Offering employees the right Digital Workplace solution is not enough if its implementation is not accompanied by a relevant UX approach and throughout the duration of the project.

 

The workplace today: sudden changes

Teleworking, nomadic workstations, staggered working hours, mobile uses, multiple jobs, multi-location, cross-functional projects...: the workstation is undergoing numerous and sometimes "violent" upheavals, which reflect the desire of organizations to always offer better service to their customers.

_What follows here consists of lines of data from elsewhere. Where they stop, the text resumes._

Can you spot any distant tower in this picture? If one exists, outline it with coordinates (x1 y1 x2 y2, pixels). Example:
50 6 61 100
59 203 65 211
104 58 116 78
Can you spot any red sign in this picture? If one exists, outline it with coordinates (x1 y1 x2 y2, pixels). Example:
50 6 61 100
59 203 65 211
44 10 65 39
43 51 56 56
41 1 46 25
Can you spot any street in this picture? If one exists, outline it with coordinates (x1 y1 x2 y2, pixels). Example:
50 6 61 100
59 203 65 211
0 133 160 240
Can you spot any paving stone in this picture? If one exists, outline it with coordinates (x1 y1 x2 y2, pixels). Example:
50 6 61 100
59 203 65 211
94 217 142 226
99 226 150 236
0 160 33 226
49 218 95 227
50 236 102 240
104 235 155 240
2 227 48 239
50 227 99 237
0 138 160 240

This phenomenon of digitalization of the workstation must therefore be controlled and controlled, at the risk of:

  • Let some employees, "frustrated" not having the right tools, use alternative solutions: we all have examples of employees using, within the organization, Google drives and other Dropbox, Doodle, Slack... with all the consequences that these "rebellious" uses imply
  • On the other hand, leave aside other less mature collaborators with digital uses to try to manage without success with the tools you have made available to them

The challenge, to succeed in the process of digital transformation of the organization, is therefore to support employees in their appropriation of this new workstation. We can therefore define the Digital Workplace as the "augmented workstation" of each employee: turned both inside and outside the company, hyper-personalized, vertical and horizontal, and which must reconcile individuals and the company.

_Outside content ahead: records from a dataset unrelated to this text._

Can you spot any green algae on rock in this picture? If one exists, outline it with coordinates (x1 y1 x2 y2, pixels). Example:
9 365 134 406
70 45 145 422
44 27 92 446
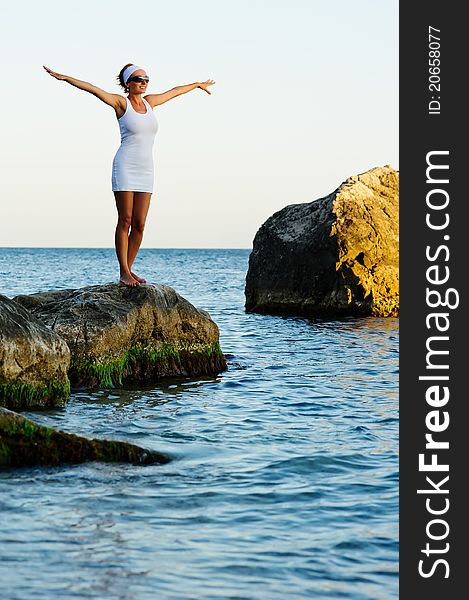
0 408 171 468
0 295 70 409
14 284 226 387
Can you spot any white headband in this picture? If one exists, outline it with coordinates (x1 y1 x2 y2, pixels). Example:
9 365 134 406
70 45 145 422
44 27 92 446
122 65 145 83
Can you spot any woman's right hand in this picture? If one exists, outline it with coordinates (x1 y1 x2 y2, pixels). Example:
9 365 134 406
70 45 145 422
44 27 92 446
42 65 67 80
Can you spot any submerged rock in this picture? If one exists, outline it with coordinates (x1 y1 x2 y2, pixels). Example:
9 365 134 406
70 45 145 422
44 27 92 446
0 295 70 408
14 283 226 387
245 165 399 316
0 408 171 469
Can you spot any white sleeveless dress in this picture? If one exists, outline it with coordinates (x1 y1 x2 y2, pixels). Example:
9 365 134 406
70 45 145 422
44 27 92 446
112 98 158 192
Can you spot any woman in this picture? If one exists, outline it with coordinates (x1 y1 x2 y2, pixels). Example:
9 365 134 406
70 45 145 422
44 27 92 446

At the same time, it should not be forgotten that your employees use advanced applications in their daily lives, which evolve regularly, are easy to use and have multiple defects. They therefore expect to find in their professional lives equivalent tools, which are as effective and "better" than in their previous professional experience.

Employees' expectations are high, so they must always remain at the centre of decisions: the term "user centric" is not an empty word!

 

The UX approach: before, during, after

The methods and tools to design an effective user experience are many and varied: you still need to use them at the right time in the phasing of your project.

It can be said that a UX approach in a Digital Workplace project is divided into 3 steps:

  • Upstream: well before defining the scope of your project, it is important to know your users and understand their expectations. This phase involves techniques such as:
    • The distribution of questionnaires to your employees to collect quantitative data
    • Conducting one-to-one interviews to collect qualitative data from different user profiles
    • The setting up of focus groups within the departments and services to generate ideas and compare them
    • Based on the work listed above:
      • The creation of personas, a fictitious representation of target users to guide decisions on interface design, information structure, ergonomics and uses
      • The implementation of experience maps to put into context the user experience of your peopleas by precisely identifying their interactions, their modes of communication and consultation, their points of friction and blockage
  • During:
    • The design of the tree structure of your intranet, the classification plan of your GED, the functional perimeter
    • The prototyping (wireframing / zoning) of your Digital Workplace screens, before any graphic design, to materialize the user paths previously designed
    • User tests on prototypes or on the developed application: very efficient, they quickly bring out 80% of the interface problems
  • After: UX is measured. Even in an internal application, we can talk about UX ROI: it is about identifying the right KPIs and evaluating them over time after deployment. Let us quote some examples: increase in employee productivity / decrease in training costs to control tools / reduction in the number of emails exchanged / etc....

 

Change management to ensure long-term success

New tools, new uses, new processes: you cannot ignore change management, a factor in ensuring the success of your project, which must be carried out in parallel with the UX approach.

It is possible to approach this change support in 3 distinct phases:

  • Diagnosis > understand where the organisation stands with regard to its Digital Workplace project by: studying current and desired processes / interviewing all stakeholders / establishing risks / planning the "change".
  • Communication > plan all communication actions related to the project: targets, media, media, and associated planning
  • Deployment > train employees, support them in the use of new tools and processes

However, change management is the poor relation of Digital Workplace projects: in the 2019 edition of its intranet & digital working observatory, the French firm Arctus cites the following figures: 34% of companies have not formalized any rules or procedures, 38% have not deployed any help in using the intranet.

 

What to remember

Deploying your Digital Workplace without taking into account the expectations of your employees means taking the risk that they will not use it. Building it with and for them means ensuring the success of your project.